Over 50 changes to the PRNP gene in goats have been discovered. However, only a handful appear to play a major role in conferring resistance to classical scrapie (Konold et al., 2020a; Konold et al., 2020b; Madsen-Bouterse et al., 2021). In goats, serine (S) at codon 146 in place of an asparagine (N) and/or a lysine (K) at codon 222 instead of a glutamine (Q) confer greater resistance to classical scrapie.
Changes to codons 142 and 211 may also influence resistance to classical scrapie in goats. Indeed, in an outbreak of classical scrapie in a goat herd in the UK in 2016, which led to the culling of 2,500 goats, no goat found to carry a single allele associated with resistance (S146, Q211 or K222) was positive for scrapie.
Goats, as with sheep, appear to be more at risk for atypical scrapie if they have histidine at codon 154.
Scrapie, with its long incubation period, infective prions that are resistant to decontamination and a dearth of pre-mortem testing, is a difficult disease to eradicate. But progress is being made. The US reported no incidences of classical scrapie in fiscal year 2022, and models suggest the UK may have only three more cases of classical scrapie before 2030.

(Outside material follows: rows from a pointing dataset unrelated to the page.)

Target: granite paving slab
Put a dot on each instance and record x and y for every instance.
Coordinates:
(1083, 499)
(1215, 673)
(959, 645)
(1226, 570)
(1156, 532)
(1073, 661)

To continue this progress, veterinarians with sheep and goats as patients will be well-served revisiting this disease over the course of their careers as scientific understanding of it continues to grow. Being well informed about scrapie will not only allow veterinarians to help survey for and identify rare cases of this neurological disease but also allow them to provide their clients with valuable information to help them make educated decisions regarding the health of their sheep and goats.